Бздынь!

Мы не успеваем с Юлой состыковаться, потому что из-за двери процедурного кабинета раздается печальный вопль чего-то стеклянного, только что попрощавшегося с жизнью.

Юля замирает и прикрывает глаза.

— Шура… — вырывается у неё тихий стон и вместо моих рук она стремительной лаской бросается в процедурную.

А я пытаюсь испытывать досаду. Мне ведь не досталось объятий с любимой девушкой. Я должен быть недоволен.

— Господи, Шура, ну вот скажи мне как так можно?! 

Войдя в процедурную следом за Юлой я застаю её племянницу, молоденькую практикантку. Медицинский пункт Артемиса еще не знал таких ходячих катаклизмов, как это недоразумение, с острым носиком и вечно пришибленным взглядом. Сплетни эта девочка собирает профессионально, но это и все что она делает по-настоящему хорошо.

А медпункт по её вине вечно списывает то пробирки, то безвременно почившие ампулы с лекарствами, то еще что. Почему мы вообще её взяли? Почему еще не уволили это недоразумение?

Потому что племянница. Любимая. Хотя на мой вкус — это ж сколько должно быть любви, чтобы все это так старательно терпеть?

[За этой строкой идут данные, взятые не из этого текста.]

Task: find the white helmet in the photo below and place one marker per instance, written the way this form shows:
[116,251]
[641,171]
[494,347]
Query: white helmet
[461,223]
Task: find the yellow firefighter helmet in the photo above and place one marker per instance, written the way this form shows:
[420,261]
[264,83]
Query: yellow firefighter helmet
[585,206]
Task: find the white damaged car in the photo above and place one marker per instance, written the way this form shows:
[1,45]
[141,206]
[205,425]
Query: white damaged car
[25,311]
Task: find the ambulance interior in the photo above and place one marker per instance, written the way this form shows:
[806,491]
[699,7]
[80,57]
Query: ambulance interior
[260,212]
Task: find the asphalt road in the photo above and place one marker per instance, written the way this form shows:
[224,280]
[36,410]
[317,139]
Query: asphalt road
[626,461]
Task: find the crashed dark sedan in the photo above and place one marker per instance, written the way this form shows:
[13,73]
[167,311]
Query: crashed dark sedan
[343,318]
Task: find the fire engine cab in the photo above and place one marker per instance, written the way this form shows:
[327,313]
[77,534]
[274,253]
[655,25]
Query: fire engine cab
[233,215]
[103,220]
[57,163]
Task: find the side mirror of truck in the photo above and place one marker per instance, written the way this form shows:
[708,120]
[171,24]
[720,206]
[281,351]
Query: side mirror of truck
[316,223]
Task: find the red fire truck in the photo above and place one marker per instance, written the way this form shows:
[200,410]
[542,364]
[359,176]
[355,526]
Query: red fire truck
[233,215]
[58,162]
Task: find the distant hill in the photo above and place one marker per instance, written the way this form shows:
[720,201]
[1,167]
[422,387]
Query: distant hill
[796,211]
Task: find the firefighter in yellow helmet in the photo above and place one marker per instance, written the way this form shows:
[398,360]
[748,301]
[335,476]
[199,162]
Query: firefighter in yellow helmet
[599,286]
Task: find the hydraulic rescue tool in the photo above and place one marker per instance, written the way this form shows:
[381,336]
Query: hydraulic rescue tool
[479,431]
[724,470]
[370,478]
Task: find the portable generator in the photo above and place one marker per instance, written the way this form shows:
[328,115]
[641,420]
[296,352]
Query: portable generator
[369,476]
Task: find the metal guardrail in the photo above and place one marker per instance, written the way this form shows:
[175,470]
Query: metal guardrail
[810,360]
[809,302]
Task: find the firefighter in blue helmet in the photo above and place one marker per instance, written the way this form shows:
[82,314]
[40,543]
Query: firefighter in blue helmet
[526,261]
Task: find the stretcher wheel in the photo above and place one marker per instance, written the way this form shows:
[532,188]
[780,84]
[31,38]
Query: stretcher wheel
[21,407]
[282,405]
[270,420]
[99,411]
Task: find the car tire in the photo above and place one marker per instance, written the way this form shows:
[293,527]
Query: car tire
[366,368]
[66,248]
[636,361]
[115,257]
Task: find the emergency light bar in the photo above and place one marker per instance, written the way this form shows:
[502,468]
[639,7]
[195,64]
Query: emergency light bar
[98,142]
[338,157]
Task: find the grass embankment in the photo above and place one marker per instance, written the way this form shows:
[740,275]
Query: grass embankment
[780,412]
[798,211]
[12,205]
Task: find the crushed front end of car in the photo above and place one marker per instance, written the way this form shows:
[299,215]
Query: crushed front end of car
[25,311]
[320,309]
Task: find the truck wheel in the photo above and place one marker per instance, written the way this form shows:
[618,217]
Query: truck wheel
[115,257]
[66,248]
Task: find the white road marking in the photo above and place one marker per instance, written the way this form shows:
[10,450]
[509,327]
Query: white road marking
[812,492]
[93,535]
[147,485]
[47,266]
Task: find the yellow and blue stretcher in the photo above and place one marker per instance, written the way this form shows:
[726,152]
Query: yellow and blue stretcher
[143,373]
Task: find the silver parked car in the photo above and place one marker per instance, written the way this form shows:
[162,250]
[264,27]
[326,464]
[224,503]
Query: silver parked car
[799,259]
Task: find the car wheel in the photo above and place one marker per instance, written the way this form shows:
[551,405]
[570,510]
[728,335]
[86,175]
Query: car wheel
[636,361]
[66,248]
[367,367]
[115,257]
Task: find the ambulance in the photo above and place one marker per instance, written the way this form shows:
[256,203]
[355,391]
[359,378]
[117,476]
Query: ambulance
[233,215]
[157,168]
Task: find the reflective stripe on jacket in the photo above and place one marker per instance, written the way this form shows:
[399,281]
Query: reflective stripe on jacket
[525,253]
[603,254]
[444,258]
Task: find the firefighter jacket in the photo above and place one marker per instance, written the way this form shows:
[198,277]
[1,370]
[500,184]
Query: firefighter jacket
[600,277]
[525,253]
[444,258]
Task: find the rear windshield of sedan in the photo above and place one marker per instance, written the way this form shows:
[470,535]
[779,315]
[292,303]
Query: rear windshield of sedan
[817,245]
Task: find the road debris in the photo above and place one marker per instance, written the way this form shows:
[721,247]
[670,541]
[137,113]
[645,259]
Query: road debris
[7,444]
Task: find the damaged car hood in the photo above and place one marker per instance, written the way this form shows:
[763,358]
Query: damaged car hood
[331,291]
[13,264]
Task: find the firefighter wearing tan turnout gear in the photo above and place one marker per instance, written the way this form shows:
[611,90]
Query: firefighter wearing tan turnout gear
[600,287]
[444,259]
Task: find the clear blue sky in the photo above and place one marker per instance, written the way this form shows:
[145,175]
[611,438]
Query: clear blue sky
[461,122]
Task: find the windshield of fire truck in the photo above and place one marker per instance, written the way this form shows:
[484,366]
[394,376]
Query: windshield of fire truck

Вот и сейчас я наблюдаю картину маслом — Юля у холодильника для хранения крови, на корточках, собирает с пола мелкие осколки. Шура, с красным зареванным носом рыдает, осев на кушетку.

Ага, рыдать-то всяко интереснее, чем делами заниматься.

— Александра, иди на обед… — недовольно роняю я и прихватывая Юлю за плечо, заставляю её встать на ноги.

Девчонку дважды просить не надо — она уносится так, будто ей хвост подожгли, отчаянно надеясь, что я не спрошу, что тут случился за катаклизм.

— Ты представляешь, она опять свернула мне пробирки, — Юля тем временем, зная, что сейчас её ждет взбучка, отходит в угол, к урне,чтобы высыпать, — ставила в холодильник чистые и сбила уже стоящие там четыре штуки. Её зарплата скоро закончится с такими косяками. 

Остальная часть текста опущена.